The function percent_rank is the relative position of the value in the sorted dataset. The statements below use percent_rank to determine if a song is the top x% and classifies the song accordingly. First a temporary table is made with the labels for the rank_s column. Then the labels for rank_t are added to that table, creating yet another temporary table in the process. Finally the labels for rank_b are added and the result is the final discretized table.

--Spotify labels
CREATE OR REPLACE TEMP TABLE disc_s AS
  SELECT *,
         percent_rank() OVER (ORDER BY rank_s) AS rank_s_percent,
     CASE 
         WHEN rank_s_percent < 10 THEN 'Most popular'
         WHEN percent_rank() OVER (ORDER BY rank_s) <= 50 THEN 'Popular'
         ELSE 'On chart'
     END
    AS rank_s_label
  FROM combined_cleaned
;

--TikTok labels added to the table with the Spotify labels
CREATE OR REPLACE TEMP TABLE disc_s_t AS
  SELECT *,
         percent_rank() OVER (ORDER BY rank_t) AS rank_t_percent,
     CASE 
         WHEN rank_t_percent > 90 THEN 'Most popular'
         WHEN percent_rank() OVER (ORDER BY rank_t) >= 50 THEN 'Popular'
         ELSE 'On chart'
     END
    AS rank_t_label
  FROM disc_s

;
--Billboard labels added to the table with the Spotify and TikTok labels
CREATE OR REPLACE TABLE discretized AS
  SELECT *,
     percent_rank() OVER (ORDER BY rank_b) AS rank_b_percent,
     CASE 
         WHEN rank_b_percent < 10 THEN 'Most popular'
         WHEN percent_rank() OVER (ORDER BY rank_b) <= 50 THEN 'Popular'
         ELSE 'On chart'
     END
    AS rank_b_label
  FROM disc_s_t

pd.qcut discretizes variables into buckets based on rank or quantiles. In this case, the data is being put into buckets based on the specified quantiles of 0%-10%, 10%-50%, and 50%-100%.

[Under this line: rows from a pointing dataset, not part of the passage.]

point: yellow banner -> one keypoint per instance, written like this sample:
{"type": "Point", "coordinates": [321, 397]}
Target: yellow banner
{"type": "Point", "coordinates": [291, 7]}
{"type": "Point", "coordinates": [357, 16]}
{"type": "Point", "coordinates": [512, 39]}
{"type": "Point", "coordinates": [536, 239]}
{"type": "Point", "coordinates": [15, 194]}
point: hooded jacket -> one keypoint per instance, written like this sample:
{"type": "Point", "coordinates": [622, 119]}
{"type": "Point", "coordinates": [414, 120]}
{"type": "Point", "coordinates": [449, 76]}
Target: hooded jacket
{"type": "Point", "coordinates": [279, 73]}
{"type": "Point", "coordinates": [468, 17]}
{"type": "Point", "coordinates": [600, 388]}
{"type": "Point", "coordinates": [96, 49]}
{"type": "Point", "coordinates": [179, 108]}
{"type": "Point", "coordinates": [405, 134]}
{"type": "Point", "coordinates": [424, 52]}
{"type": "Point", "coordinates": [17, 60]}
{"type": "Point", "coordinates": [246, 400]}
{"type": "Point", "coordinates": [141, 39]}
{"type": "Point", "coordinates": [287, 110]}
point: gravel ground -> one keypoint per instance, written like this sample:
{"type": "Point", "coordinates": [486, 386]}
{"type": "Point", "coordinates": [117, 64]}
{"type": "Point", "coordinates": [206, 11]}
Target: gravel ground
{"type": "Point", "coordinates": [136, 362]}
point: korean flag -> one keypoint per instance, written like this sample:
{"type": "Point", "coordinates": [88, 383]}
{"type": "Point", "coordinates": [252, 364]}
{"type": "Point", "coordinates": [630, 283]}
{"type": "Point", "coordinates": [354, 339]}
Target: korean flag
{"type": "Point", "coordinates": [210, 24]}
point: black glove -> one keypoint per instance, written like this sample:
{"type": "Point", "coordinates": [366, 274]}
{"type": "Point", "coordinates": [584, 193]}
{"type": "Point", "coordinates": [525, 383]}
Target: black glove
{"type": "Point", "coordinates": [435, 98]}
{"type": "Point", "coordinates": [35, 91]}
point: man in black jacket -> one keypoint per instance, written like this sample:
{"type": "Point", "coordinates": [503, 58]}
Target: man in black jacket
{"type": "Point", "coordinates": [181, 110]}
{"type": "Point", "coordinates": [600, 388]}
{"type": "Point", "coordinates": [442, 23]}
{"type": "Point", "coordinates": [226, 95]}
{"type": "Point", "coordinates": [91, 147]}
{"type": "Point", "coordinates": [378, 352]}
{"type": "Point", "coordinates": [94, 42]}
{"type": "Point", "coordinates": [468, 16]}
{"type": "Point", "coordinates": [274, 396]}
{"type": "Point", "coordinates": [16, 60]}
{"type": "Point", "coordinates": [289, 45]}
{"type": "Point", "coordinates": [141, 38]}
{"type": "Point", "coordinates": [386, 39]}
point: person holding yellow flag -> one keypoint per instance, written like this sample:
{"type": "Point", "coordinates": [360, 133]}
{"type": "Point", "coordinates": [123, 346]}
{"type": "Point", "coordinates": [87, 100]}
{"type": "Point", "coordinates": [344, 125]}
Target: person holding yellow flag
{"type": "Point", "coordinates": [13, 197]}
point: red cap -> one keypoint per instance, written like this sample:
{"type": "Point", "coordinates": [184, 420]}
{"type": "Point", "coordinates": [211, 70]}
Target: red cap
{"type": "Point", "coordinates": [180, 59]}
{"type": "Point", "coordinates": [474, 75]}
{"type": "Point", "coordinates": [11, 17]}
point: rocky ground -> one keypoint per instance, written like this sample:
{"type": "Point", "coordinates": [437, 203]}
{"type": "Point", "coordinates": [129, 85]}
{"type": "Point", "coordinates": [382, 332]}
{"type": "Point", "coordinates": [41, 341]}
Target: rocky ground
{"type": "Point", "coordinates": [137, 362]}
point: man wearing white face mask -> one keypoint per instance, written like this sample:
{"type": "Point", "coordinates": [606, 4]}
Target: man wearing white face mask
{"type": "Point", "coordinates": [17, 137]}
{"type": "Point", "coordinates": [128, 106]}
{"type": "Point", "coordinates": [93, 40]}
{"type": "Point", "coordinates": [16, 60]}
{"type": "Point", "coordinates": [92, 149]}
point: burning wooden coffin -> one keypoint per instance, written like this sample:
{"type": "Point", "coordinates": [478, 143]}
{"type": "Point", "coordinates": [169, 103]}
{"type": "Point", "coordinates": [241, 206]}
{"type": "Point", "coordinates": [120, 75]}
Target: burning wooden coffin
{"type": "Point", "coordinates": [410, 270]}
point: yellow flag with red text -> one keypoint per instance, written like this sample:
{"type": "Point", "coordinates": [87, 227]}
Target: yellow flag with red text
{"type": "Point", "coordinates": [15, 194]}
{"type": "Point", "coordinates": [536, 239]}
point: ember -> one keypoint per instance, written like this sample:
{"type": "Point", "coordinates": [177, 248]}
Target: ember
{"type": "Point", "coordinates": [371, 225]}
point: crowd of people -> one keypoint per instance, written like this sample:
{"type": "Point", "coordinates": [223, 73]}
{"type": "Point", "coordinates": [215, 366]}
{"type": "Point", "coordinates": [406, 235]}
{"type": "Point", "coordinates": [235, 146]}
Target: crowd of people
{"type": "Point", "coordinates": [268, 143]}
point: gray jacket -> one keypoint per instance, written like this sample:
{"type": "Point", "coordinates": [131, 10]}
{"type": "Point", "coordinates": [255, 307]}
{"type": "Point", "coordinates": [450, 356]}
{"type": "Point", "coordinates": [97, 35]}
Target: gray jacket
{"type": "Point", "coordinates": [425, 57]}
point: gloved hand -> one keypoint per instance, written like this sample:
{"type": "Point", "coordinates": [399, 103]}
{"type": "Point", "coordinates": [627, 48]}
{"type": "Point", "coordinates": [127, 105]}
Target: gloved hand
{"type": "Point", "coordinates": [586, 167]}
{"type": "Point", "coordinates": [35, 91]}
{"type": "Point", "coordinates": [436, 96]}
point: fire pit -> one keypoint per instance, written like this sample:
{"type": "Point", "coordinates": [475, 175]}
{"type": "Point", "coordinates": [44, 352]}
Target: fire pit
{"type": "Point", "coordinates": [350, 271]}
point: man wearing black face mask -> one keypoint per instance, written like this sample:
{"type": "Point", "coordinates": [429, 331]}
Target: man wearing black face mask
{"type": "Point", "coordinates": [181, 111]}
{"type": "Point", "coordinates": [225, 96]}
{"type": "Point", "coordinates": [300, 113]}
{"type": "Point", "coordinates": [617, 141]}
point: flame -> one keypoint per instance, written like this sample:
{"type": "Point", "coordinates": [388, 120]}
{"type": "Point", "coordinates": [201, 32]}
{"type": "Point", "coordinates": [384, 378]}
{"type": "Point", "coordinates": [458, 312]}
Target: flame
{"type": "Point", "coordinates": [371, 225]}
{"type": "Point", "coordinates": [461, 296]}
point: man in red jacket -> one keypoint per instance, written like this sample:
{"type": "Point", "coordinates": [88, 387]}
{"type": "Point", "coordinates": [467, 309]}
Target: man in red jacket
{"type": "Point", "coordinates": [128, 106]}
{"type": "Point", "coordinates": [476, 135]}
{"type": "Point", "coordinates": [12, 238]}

combined['rank_s_label'] = pd.qcut(combined['rank_s'], q=[0, 0.50, 0.90, 1], labels=["On chart", "Popular", "Most popular"])
combined['rank_t_label'] = pd.qcut(combined['rank_t'], q=[0, 0.10, 0.50, 1], labels=["Most popular", "Popular", "On chart"])
combined['rank_b_label'] = pd.qcut(combined['rank_b'], q=[0, 0.10, 0.50, 1], labels=["Most popular", "Popular", "On chart"])
combined
                                      song_title  ... rank_b_label
0                                 'Til You Can't  ...      Popular
1                               'Till I Collapse  ...          NaN
2    1, 2, 3 (feat. Jason Derulo & De La Ghetto)  ...          NaN
3    1, 2, 3 (feat. Jason Derulo & De La Ghetto)  ...          NaN
4                     10 Things I Hate About You  ...          NaN
..                                           ...  ...          ...
924                                      traitor  ...          NaN
925            up at night (feat. justin bieber)  ...          NaN
926                                    vice city  ...          NaN
927                           you broke me first  ...          NaN
928                                        İmdat  ...          NaN

[929 rows x 9 columns]

The discretized table makes the data easier to compare in a glance. While the following analysis will use the un-discretized table, this table is helpful in quickly verifying that we have sorted the rows appropriately.